Biderman developed TrimTabs into the only independent research firm that would provide people with detailed daily coverage of U.S. stock market liquidity. In August 1995, he began to analyze U.S. stock market liquidity in what would later become TrimTabs Weekly Liquidity Review.

==The TrimTabs Float Shrink ETF (NYSE symbol: TTFS)==

TrimTabs Asset Management partnered with AdvisorShares to launch the AdvisorShares TrimTabs Float Shrink ETF TTFS on October 4, 2011. "TTFS is sub-advised by TrimTabs Asset Management ("Portfolio Manager"), a subsidiary of TrimTabs Investment Research (TrimTabs). The Fund seeks to achieve this objective by investing in stocks with liquidity and fundamental characteristics that are historically associated with superior long-term performance. Charles Biderman was the CEO of TrimTabs and a Portfolio Manager for the ETF along with Minyi Chen. Subsequently, TrimTabs has filed with the SEC to launch their own self-indexed ETFs without the aid of AdvisorShares.

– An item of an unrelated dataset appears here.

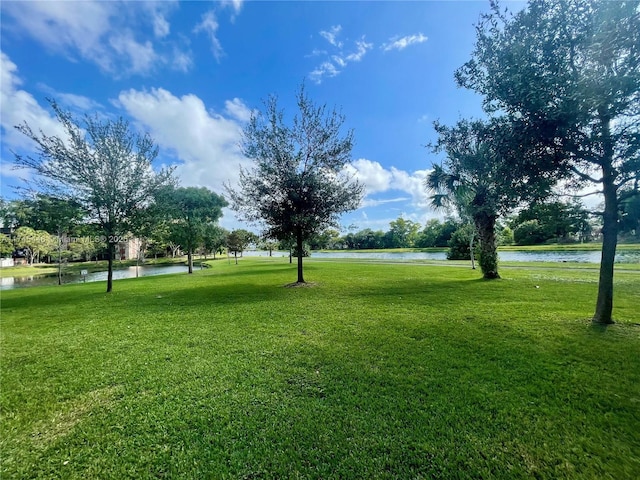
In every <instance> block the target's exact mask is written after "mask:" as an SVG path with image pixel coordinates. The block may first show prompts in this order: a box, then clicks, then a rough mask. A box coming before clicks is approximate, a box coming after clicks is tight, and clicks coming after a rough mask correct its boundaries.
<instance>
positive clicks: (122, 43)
mask: <svg viewBox="0 0 640 480" xmlns="http://www.w3.org/2000/svg"><path fill="white" fill-rule="evenodd" d="M109 44H110V45H111V47H112V48H113V50H114V51H115V52H116V53H118V55H119V56H120V57H125V58H128V59H129V62H128V63H129V65H130V66H131V67H130V69H131V71H132V72H136V73H141V72H148V71H150V70H151V68H152V67H153V66H154V64H155V63H156V61H157V60H158V58H159V57H158V55H157V54H156V52H155V50H154V49H153V45H152V44H151V42H150V41H146V42H144V43H140V42H138V41H136V39H135V38H133V34H132V33H131V32H123V33H122V34H121V35H119V36H118V37H111V39H110V40H109Z"/></svg>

On May 26, 2016, AdvisorShares announced that it had removed TrimTabs Asset Management as manager of its TrimTabs Float Shrink ETF, which had about $178 million in assets at the time. AdvisorShares replaced TrimTabs with Wilshire Associates, of Santa Monica, California, but offered no explanation for the change. The name of the fund was changed to the Wilshire Buyback ETF but despite the name change AdvisorShares kept the TTFS stock ticker. The TTFS ETF had earned a five-star Morningstar rating by delivering annualized returns of 19.22% as of March 31, 2016. TTFS had also outperformed both the NASDAQ Buyback Achievers Index by 2.2% annually and the Russell 3000 Index by 2.49% annually. "This is insane", TrimTabs CEO Charles Biderman said of the firing, "They came up with no reason, no nothing.” Charles Biderman claimed that it was nearly impossible for Wilshire to replicate TrimTabs stock selection methodology and his first move after the firing was to open a separately managed account with a lower minimum investment and lower fees than TTFS.